Глубинная память перемещает её в комнату с белыми стенами, где на гинекологическом кресле, в разорванной до пупа и прилипшей к телу сорочке лежит измученная роженица, – сильные схватки скручивают живот, и она тараторит и голосит, то и дело выгибаясь в спине, в пояснице. У ног суетятся две акушерки.
– Не идёт… – сдавленно говорит одна, молодая, трогая застрявшего младенца за фиолетовую макушку, покрытую кучерявыми волосками. – Пуповиной обмотался похоже…
– Тужимся, дамочка, не спим! – командует вторая медсестра – опытная и пожилая.
– Я не могу-у-у! Не могу! – взвывает роженица и дёргает рукой так, что игла капельницы, приклеенная крест-накрест пластырями к запястью, вылетает из вены: жидкость струёй продолжает бежать уже на пол.
– Всё ты можешь! – кричит первая и озирается в поисках хирургических ножниц: – Надо рассечь36!
– Погоди, – отвечает вторая.
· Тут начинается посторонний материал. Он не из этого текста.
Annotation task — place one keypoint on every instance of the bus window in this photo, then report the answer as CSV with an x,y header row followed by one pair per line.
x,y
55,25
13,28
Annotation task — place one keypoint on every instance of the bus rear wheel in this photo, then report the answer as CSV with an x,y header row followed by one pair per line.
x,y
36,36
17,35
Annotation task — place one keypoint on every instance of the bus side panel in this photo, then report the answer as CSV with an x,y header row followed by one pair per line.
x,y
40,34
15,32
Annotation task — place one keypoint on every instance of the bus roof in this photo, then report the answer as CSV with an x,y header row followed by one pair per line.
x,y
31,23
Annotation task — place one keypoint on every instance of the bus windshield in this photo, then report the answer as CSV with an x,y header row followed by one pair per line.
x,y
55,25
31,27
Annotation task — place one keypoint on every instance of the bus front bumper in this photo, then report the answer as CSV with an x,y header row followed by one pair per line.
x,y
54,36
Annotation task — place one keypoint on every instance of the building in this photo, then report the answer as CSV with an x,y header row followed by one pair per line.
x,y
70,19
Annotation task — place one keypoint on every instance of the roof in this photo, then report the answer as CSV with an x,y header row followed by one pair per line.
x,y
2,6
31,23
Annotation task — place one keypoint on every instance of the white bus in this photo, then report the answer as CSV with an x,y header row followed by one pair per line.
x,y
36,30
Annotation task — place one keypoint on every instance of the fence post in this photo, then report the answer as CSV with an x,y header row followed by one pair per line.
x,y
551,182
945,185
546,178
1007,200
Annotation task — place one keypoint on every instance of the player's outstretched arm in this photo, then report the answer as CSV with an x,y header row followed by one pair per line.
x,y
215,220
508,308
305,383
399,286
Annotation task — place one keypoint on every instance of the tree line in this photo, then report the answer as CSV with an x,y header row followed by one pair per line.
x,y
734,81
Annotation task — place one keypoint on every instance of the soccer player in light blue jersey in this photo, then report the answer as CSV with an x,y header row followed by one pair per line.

Она хватает роженицу за руку и кладёт ей ладонью в промежность – туда, где насмерть застрял обладатель пушистой макушки.
– О-о-о… – нежно восклицает женщина, дотронувшись до округлой головки.
И через минуту в кабинете раздаётся сдавленный детский плач.
– Девочка!
Горячего младенца – сморщенного, живого – кладут ей на живот, накрывают пелёнкой.
– Девочка, – женщина смеётся, глотая слёзы. – Девочка.
Мужчина отпускает обмякшее, бездыханное тело, на шее которого, рядом с чокером краснеют вдавленные канавки – следы от пальцев. Соня дрожит. Закатившиеся глаза сверкают белкàми, ресницы хаотично трепещут. Секунды возвращения к жизни длятся целую вечность.
Наконец, она делает рефлекторный, дёрганный… вдо-о-ох… и хрипло закашливается. Воздух живым потоком устремляется в лёгкие, – жадно, захлёбываясь, она пьёт его, черпая глотками звонкое, прозрачное счастье.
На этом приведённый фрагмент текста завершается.